Week four of the Portimão Global Ocean Race has all been about gains, or losses, depending upon your perspective. Gains for the chasing pack of Desafio Cabo de Hornos and Team Mowgli, and a big loss for Belga Racer as the German team ran slap bang into tactical mine fileld.
Week four of the Portimão Global Ocean RaceWeek four of the Portimão Global Ocean Race

Early in the week a low pressure cell spinning off the South American coast gave co-skippers Boris Herrmann and Felix Oehme a fast ride on a direct course for Cape Town. But the wind gods giveth and the wind gods taketh, and despite some good weather modeling from both US and European meteorological offices the boys on Beluga Racer found themselves staring straight at a region of high pressure directly in their path. High pressure means great beach weather, but no wind. To their credit they realized the odds were stacking against them and took immediate action by making a sharp turn to the right and sailing south as fast as possible. They were not a moment too soon.

Astern of Beluga Racer the cat and mouse battle that had been taking place between Desafio Cabo de Hornos and Team Mowgli since leaving the doldrums, continued all week with the lead changing numerous times. Both teams watched with growing interest as Beluga Racer ran into difficulties, and while they kept their slide south going at full speed in a decent breeze, they also closed to the east. The 600 plus mile lead Beluga Racer once enjoyed slowly got eaten away until the gap was down to 275. Not a lot of miles when the hunters smell blood.
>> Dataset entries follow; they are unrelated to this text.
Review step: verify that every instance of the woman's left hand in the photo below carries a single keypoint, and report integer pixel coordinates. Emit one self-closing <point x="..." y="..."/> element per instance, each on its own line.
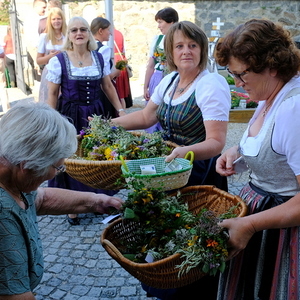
<point x="240" y="231"/>
<point x="178" y="152"/>
<point x="104" y="202"/>
<point x="122" y="113"/>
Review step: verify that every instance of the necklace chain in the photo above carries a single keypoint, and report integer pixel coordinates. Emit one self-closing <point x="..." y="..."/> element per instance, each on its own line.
<point x="181" y="90"/>
<point x="267" y="109"/>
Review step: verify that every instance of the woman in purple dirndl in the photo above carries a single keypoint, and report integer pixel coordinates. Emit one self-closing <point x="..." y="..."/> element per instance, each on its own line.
<point x="157" y="63"/>
<point x="76" y="79"/>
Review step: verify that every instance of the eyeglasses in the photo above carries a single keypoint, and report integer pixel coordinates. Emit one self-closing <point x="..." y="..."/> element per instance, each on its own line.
<point x="60" y="169"/>
<point x="81" y="29"/>
<point x="238" y="76"/>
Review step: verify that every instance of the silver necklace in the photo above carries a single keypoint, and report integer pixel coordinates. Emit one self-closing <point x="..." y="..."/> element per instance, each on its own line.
<point x="267" y="109"/>
<point x="181" y="90"/>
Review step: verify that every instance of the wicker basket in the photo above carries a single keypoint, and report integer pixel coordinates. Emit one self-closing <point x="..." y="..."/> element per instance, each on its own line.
<point x="162" y="274"/>
<point x="98" y="174"/>
<point x="165" y="180"/>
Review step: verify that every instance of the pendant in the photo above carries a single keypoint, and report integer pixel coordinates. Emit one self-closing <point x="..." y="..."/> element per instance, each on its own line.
<point x="181" y="90"/>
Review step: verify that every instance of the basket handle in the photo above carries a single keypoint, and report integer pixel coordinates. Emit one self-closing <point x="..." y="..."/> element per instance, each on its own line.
<point x="190" y="156"/>
<point x="124" y="163"/>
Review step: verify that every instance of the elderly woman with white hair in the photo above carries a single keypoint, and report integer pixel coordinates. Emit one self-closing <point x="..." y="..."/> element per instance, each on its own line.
<point x="76" y="77"/>
<point x="34" y="142"/>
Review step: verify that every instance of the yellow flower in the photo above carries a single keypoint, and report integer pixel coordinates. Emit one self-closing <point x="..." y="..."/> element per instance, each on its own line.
<point x="107" y="153"/>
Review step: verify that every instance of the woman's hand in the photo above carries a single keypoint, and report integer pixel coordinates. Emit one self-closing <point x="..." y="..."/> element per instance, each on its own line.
<point x="224" y="164"/>
<point x="178" y="152"/>
<point x="122" y="113"/>
<point x="104" y="202"/>
<point x="240" y="231"/>
<point x="146" y="94"/>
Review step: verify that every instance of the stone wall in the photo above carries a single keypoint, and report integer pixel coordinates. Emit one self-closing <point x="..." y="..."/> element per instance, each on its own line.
<point x="135" y="19"/>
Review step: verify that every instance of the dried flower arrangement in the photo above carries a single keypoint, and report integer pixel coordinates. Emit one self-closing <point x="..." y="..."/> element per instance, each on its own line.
<point x="166" y="226"/>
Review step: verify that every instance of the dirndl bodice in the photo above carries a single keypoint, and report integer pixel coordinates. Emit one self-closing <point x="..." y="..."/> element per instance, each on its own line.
<point x="81" y="96"/>
<point x="182" y="123"/>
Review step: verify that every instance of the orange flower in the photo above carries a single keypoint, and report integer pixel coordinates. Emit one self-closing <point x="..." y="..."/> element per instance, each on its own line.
<point x="211" y="243"/>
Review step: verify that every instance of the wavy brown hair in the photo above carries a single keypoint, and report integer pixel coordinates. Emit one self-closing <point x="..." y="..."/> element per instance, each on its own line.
<point x="261" y="44"/>
<point x="191" y="31"/>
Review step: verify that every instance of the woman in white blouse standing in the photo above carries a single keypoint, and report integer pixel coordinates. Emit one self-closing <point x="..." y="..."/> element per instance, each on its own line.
<point x="79" y="74"/>
<point x="192" y="106"/>
<point x="50" y="43"/>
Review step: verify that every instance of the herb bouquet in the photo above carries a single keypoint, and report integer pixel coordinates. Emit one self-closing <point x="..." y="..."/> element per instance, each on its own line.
<point x="168" y="241"/>
<point x="97" y="162"/>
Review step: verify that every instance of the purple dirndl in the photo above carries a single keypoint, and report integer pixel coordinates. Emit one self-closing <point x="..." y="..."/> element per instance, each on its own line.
<point x="81" y="97"/>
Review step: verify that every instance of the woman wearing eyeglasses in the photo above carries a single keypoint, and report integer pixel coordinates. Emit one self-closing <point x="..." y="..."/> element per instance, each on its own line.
<point x="192" y="106"/>
<point x="264" y="60"/>
<point x="34" y="142"/>
<point x="76" y="76"/>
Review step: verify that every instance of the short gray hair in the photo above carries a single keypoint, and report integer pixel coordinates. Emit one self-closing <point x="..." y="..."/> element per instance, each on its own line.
<point x="37" y="135"/>
<point x="91" y="45"/>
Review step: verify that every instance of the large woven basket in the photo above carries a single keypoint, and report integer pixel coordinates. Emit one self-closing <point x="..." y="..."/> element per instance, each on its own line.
<point x="163" y="274"/>
<point x="98" y="174"/>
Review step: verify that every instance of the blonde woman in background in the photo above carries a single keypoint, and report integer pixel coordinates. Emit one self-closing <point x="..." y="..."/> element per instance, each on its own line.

As the week drew to an end once again the unusual weather became the main story. The high pressure that taunted Beluga Racer finally moved off and dissipated only to reappear behind and to the south of Beluga Racer, and directly to the south of the two chasing Class 40s and the leading solo sailor, Michel Kleinjans on Roaring Forty. The wind around high pressure systems rotate anti-clockwise in the Southern Hemisphere. If the system is behind and to the south of you, as it is for Boris and Felix, you get a steady breeze on the beam. If the wind is due south, as it if for Team Mowgli and Desafio Cabo de Hornos, you get headwinds. Strong, steady, crash and bang headwinds. At the 12:20 UTC poll on Sunday the Germans were laughing all the way to the mile-bank creaming along on a nice beam reach. Three hundred miles astern Desafio Cabo de Hornos had tacked to the south, a tough and slow point of sail. Round 2 to the Germans.

The small ridge of high pressure is due to move to the east. If it does as forecast things will change, once again. The Germans will find themselves hard on the wind and those chasing will get lifted on port. It’s a giant chess board with the boats the pieces and wind systems the board. The next few days are going to be very interesting, as usual.